第372話 初めての外出
今日は朝から床屋に行ってきた。すでに九時を過ぎていたので二人散髪中で一人が待っている状態だった。この店は先にチケットを購入して並ぶシステムなので券売機にお金を入れてチケットを購入する。
ほとんど終わりかけていたので散髪していた二人はすぐに終わり、私の番になった。上着をハンガーにかけて眼鏡を外していつも通りに切ってもらう。
十分ほどで終わって店を出る。そのまま自転車で郵便局に行き、キャッシュディスペンサーでお金を下ろす。最近はほとんど楽〇ペイ払いなので日常生活では現金を使わない。しかし、ボランティア団体に収めるのは現金だし、昨日は両親が勝手に私の部屋のエアコンの修理を依頼していたらしく、長い付き合いの町の電気屋さんが来てエアコンの部品を取り替えていった。
その人は私に請求はしないのだが遠くから、
「四千万円頂きます」
という元気な声が聞こえてきた。後で母が言ってくるかと思ったが何も言ってこない。どうやら勝手に修理を依頼したので払わないと思ったらしい。
そんな訳でそのお金と、振込用紙で支払いしなければいけないサプリメントのお金、再来週の忘年会の会費五千円などを下ろしておいた。
と、いつもならそのまま帰宅するのだが、今日はちょっと試しに先日購入したPCを持ち出して外で使ってみようと思い、近所の図書館まで足を運んだ。
すでに九時半を回っていたので席はあまり空いていなかったが、大きなテーブルに三脚ずつ向かい合わせで計六脚の椅子が並んでいる席が空いていた。二人座っていて一人はたくさんの資料をテーブルに広げて何やら資格の勉強をしているようだ。その向かい側に座ってPCを出し、さっそく使ってみる事にした。
今書いている文章がまさに図書館で書いている文章なのだが、無遠慮なちびっこの声が時々聞こえてくる以外は非常に静かで快適である。若干テーブルが低いかな? と思うくらいで作業は問題なく出来そうだ。
当然だがWi-Fiは繋がっておらず、オフラインでの作業に限られる。それでも執筆するだけなら問題なく出来そうだ。

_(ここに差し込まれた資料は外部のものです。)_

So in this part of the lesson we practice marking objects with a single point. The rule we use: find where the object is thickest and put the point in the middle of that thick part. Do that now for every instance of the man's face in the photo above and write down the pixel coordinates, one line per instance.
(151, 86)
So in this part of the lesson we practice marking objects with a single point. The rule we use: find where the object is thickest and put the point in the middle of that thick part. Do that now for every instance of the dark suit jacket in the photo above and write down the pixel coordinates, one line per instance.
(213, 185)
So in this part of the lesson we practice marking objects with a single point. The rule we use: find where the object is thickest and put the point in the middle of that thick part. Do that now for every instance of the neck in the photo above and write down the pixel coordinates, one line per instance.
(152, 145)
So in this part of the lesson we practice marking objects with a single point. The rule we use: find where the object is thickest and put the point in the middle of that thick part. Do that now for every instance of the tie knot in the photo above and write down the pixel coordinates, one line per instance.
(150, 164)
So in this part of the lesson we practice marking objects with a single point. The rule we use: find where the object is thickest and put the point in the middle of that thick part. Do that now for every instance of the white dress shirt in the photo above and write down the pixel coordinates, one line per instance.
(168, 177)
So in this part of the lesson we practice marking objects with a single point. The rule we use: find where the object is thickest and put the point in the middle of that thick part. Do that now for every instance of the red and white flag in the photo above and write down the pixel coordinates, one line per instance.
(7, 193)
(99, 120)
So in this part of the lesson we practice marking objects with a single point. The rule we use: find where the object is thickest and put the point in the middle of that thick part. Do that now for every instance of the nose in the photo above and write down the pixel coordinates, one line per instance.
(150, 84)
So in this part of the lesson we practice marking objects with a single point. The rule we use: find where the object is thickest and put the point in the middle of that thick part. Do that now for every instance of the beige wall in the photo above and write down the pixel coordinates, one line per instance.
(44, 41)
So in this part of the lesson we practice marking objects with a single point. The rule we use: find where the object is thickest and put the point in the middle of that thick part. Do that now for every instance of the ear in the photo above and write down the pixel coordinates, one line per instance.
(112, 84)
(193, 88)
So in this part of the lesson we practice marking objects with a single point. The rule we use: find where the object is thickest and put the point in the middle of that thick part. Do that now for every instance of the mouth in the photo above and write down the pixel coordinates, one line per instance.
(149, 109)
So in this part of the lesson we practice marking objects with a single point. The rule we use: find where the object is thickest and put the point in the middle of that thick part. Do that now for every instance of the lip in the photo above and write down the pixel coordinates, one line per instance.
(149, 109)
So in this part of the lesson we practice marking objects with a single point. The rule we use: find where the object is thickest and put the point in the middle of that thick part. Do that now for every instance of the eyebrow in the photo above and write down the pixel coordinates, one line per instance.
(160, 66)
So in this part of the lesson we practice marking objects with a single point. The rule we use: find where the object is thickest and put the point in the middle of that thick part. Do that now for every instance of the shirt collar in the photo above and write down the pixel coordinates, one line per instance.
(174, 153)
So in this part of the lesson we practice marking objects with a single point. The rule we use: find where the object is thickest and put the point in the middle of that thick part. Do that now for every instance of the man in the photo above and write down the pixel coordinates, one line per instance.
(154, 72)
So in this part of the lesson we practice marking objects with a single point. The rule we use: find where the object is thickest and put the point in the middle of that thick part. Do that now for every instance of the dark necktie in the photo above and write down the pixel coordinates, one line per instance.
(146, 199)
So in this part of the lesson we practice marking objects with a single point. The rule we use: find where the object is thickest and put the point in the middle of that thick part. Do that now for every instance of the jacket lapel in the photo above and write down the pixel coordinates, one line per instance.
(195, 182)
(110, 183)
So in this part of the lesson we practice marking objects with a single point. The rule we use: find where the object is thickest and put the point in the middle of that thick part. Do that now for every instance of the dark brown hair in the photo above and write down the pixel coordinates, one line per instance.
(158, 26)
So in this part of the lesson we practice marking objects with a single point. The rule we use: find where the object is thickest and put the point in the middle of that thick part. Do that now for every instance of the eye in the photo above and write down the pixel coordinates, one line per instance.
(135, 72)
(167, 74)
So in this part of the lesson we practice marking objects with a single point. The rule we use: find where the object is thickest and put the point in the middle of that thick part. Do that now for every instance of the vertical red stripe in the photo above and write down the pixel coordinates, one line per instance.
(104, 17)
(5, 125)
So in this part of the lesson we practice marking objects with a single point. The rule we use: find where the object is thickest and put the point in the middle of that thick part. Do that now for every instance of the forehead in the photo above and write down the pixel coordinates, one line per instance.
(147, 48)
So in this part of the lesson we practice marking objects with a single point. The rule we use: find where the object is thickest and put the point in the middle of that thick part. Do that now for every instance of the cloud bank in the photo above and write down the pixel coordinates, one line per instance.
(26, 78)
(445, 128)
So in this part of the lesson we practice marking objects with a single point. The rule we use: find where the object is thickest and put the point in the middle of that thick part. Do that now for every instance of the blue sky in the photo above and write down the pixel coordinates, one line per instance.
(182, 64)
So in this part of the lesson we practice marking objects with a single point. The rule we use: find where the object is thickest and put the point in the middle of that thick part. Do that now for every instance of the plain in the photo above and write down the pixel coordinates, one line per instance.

ふとテーブルに面した本棚の側面に目をやると置き引き注意の張り紙があった。うーむ、こうしてずっと作業をしている分には取られる心配はないが、このまま置いて本を探しに行ったりするのは危険そうだ。ネット上で探せば何か対策方法やアイテムがありそうなので、帰宅してから調べてみるとしよう。
図書館はもちろん飲食禁止なのでコーヒーを飲みながら執筆するというような使い方は出来ない。それでも静かで快適なのでほんの数時間なら集中して執筆作業に使えそうである。
家にいると何かと家人の生活音が気に障ったり、ベッドに横たわったりして集中力を削がれるが、こうして別の環境に身を置くと気が散らずに作業に没頭できるので非常に効率が良い。
ただ、pixivに投稿するような作品を執筆するのは無理だと思う。スマホにあるようなのぞき見ブロック機能があればまだ何とかなりそうだが、ちょっと調べただけではそういう設定に辿り着けなかった。まさかディスプレイに貼り付けるフィルムで対処しろなんて事は無いと思いたいが……。
外で使う際に、マウスがちゃんと動くか心配だったが、割と明るい感じのテーブルでも問題なく動いてくれた。一応マウスパッドも持ってきたのだが、家にあった昔ながらのパッドなのでちょっと恥ずかしいなと思ってたんだよね。
という訳で、実際に図書館にPCを持ち込んで使ってみた、と言うだけのネタだったが、すでに千五百文字くらい書けている。今十時半なので、この話はこれくらいにして昼前くらいまで小説の執筆をしてみようと思う。